Für die Erzeuger gibt es Vorteile: Durch den Einsatz der Genschere Crispr/Cas9, kurz Crispr, kann etwa unter anderem das Erbgut von Pflanzen und anderer Lebewesen präziser, schneller und günstiger verändert werden als durch herkömmliche Züchtungsvarianten. Befürworter erwarten dadurch resistentere Pflanzen. Kritiker sprechen hingegen von "Neuer Gentechnik" in den Regalen. Greenpeace warnte bei einer Freigabe etwa davor, dass es für diese Pflanzen keine umfassende individuelle Risikobewertung mehr gäbe. "Ohne diese Risikobewertung wüssten wir nicht über potenzielle negative Auswirkungen auf Umwelt und Gesundheit Bescheid. Außerdem gäbe es dann keine Kennzeichnungspflicht", argumentierte die NGO.
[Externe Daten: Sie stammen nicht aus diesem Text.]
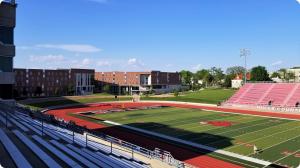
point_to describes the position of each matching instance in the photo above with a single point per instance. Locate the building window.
(7, 35)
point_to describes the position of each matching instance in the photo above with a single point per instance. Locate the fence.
(91, 140)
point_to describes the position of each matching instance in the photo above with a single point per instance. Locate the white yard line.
(269, 135)
(278, 143)
(255, 132)
(253, 115)
(287, 156)
(200, 126)
(231, 154)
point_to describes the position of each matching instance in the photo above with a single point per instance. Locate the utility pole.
(245, 52)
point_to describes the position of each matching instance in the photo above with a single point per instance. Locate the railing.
(90, 138)
(272, 82)
(10, 1)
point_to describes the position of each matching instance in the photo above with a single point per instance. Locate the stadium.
(78, 117)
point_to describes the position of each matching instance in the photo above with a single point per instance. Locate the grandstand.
(31, 139)
(277, 96)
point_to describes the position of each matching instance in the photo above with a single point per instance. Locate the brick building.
(129, 82)
(7, 47)
(41, 82)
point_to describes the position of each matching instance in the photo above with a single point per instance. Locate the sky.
(166, 35)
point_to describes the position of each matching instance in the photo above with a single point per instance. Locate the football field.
(277, 140)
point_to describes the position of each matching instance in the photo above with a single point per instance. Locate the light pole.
(244, 52)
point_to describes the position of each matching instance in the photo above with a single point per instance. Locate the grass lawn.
(278, 139)
(211, 96)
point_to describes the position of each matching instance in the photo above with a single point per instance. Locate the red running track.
(195, 158)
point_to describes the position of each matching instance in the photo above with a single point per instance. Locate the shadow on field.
(178, 150)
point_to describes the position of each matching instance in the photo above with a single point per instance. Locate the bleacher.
(26, 141)
(280, 95)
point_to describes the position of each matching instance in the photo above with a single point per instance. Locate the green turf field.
(278, 139)
(211, 96)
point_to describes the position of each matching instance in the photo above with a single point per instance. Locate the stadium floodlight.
(245, 52)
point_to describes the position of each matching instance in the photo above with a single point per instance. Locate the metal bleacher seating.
(273, 95)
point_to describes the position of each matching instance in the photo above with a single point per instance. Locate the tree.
(24, 92)
(208, 79)
(217, 74)
(276, 75)
(186, 77)
(106, 88)
(286, 75)
(290, 76)
(201, 74)
(70, 89)
(228, 79)
(235, 70)
(259, 73)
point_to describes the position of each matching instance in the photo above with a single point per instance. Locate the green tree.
(201, 74)
(24, 92)
(235, 70)
(208, 79)
(290, 76)
(106, 88)
(186, 77)
(227, 82)
(275, 75)
(259, 73)
(70, 89)
(217, 74)
(38, 91)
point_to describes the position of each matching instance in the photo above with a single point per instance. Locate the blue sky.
(167, 35)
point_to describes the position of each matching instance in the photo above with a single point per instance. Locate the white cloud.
(99, 1)
(277, 62)
(86, 62)
(133, 64)
(103, 63)
(197, 67)
(24, 47)
(83, 48)
(132, 61)
(46, 58)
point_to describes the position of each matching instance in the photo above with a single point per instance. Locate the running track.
(183, 154)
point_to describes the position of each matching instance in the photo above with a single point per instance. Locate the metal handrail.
(13, 2)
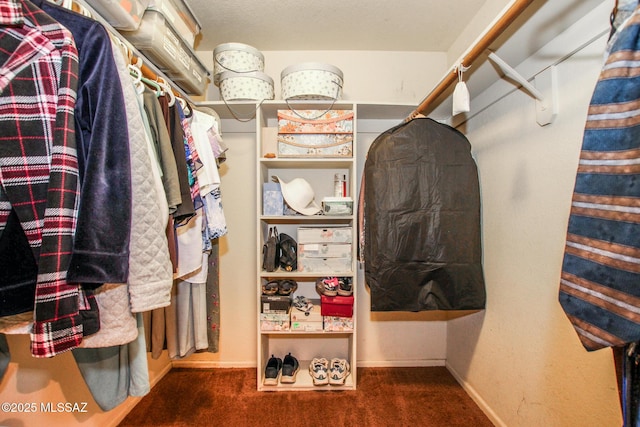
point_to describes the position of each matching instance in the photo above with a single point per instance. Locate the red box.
(336, 306)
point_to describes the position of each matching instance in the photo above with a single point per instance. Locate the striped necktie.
(600, 281)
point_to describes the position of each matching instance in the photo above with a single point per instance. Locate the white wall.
(520, 358)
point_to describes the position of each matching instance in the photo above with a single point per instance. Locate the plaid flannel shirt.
(38, 162)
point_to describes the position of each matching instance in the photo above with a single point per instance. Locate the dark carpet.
(427, 396)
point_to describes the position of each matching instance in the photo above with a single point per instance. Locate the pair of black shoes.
(284, 371)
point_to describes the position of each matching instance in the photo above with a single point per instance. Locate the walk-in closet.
(352, 213)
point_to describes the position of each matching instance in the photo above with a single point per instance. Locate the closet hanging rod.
(149, 70)
(468, 58)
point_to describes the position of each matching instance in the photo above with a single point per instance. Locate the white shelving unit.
(319, 172)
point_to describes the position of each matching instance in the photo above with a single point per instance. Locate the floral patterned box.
(315, 133)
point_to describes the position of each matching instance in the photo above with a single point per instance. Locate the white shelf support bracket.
(545, 90)
(547, 107)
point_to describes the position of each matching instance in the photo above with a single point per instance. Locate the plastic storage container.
(181, 17)
(236, 57)
(157, 39)
(121, 14)
(255, 86)
(312, 80)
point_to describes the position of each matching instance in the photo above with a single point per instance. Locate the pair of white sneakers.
(333, 372)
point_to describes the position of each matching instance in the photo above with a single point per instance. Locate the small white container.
(181, 17)
(121, 14)
(236, 57)
(311, 80)
(254, 86)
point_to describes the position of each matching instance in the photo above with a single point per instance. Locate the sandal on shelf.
(271, 287)
(287, 287)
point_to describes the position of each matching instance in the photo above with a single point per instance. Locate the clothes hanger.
(168, 91)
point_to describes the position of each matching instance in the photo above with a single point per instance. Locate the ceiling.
(406, 25)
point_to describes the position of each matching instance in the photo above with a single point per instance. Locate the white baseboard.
(399, 363)
(482, 404)
(120, 412)
(208, 364)
(204, 364)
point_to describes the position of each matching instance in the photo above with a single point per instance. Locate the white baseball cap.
(299, 195)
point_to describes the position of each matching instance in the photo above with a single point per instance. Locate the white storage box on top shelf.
(181, 18)
(121, 14)
(255, 86)
(157, 39)
(312, 80)
(237, 58)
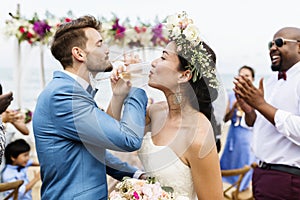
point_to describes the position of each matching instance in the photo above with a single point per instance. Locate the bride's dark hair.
(203, 94)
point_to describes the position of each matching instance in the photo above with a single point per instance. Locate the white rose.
(172, 21)
(191, 32)
(176, 31)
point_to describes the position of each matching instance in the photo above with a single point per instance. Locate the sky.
(238, 30)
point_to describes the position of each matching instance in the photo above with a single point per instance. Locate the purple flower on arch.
(41, 28)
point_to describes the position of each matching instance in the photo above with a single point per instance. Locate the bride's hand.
(119, 86)
(131, 59)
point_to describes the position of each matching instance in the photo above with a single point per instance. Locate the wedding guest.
(13, 123)
(179, 147)
(17, 120)
(17, 163)
(273, 109)
(72, 134)
(237, 151)
(5, 100)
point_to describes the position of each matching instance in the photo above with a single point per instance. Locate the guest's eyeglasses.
(279, 42)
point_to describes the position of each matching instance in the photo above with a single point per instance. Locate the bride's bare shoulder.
(204, 136)
(161, 105)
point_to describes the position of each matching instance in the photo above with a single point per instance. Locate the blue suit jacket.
(72, 135)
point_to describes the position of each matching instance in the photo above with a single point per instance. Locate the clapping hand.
(247, 93)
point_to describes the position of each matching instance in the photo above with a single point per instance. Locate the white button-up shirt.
(280, 144)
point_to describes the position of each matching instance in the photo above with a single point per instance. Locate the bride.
(179, 147)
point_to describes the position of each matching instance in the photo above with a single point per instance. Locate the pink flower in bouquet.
(131, 188)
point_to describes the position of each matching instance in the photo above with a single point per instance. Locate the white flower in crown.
(191, 33)
(186, 35)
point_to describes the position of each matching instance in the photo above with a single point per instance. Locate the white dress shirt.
(280, 144)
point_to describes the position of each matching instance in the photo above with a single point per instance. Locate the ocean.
(31, 85)
(29, 74)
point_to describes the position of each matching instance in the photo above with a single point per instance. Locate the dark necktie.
(282, 74)
(91, 91)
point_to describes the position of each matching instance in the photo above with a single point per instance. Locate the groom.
(72, 134)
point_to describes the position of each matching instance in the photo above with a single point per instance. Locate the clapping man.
(273, 110)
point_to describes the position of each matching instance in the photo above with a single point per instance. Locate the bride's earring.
(177, 97)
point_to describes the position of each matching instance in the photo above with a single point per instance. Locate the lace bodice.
(163, 164)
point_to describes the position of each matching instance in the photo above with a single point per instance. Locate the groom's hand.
(143, 176)
(5, 101)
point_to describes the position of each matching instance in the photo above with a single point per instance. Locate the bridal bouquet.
(138, 189)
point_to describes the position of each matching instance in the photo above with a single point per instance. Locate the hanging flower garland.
(36, 30)
(33, 30)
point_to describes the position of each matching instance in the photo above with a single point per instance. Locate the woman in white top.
(179, 149)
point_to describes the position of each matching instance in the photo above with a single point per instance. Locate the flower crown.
(183, 31)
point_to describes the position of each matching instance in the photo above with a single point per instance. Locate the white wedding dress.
(162, 163)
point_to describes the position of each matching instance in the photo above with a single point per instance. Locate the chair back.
(234, 172)
(14, 186)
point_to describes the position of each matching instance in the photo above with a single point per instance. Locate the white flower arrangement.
(137, 189)
(186, 35)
Nicht ideal für Österreich

Der Generalanwalt des EuGH, Michal Bobek, plädierte dafür, dass Ausnahmen von den GVO-Regeln für alle Mutagenese-Verfahren - einschließlich neuerer Methoden - gelten sollten. Zudem ist er aber auch der Ansicht, dass die Mitgliedsstaaten eigene, strengere Regeln für diese Verfahren aufstellen können sollten. Die Empfehlungen des Generalanwalts sind für die Richter nicht bindend, in der Mehrzahl der Fälle folgen sie ihnen aber.

Für Österreich wäre diese Entscheidung laut Experten nicht unbedingt ideal. Österreich würde mit seiner traditionell sehr strengen Handhabung der Gentechnik die Herstellung derartiger Organismen zwar wahrscheinlich verbieten, es könnte aber nicht verhindert werden, dass entsprechende Produkte von anderen EU-Ländern in den heimischen Markt gelangen. Das heißt: Die österreichischen Nahrungsmittelhersteller hätten einen Wettbewerbsnachteil, ohne dass die nicht deklarierten Produkte von den Supermärkten ferngehalten werden könnten.

Es gibt aber auch noch eine andere Variante: Demnach könnte entschieden werden, dass die EU-Länder gemeinsam jedes einzelne Verfahren überprüfen und darüber entscheiden, welche unter EU-Gentechnik-Recht fallen und welche nicht. Für jedes Land würden dann die selben Spielregeln gelten. Höchst unwahrscheinlich ist hingegen, dass die neuen Verfahren generell freigegeben werden.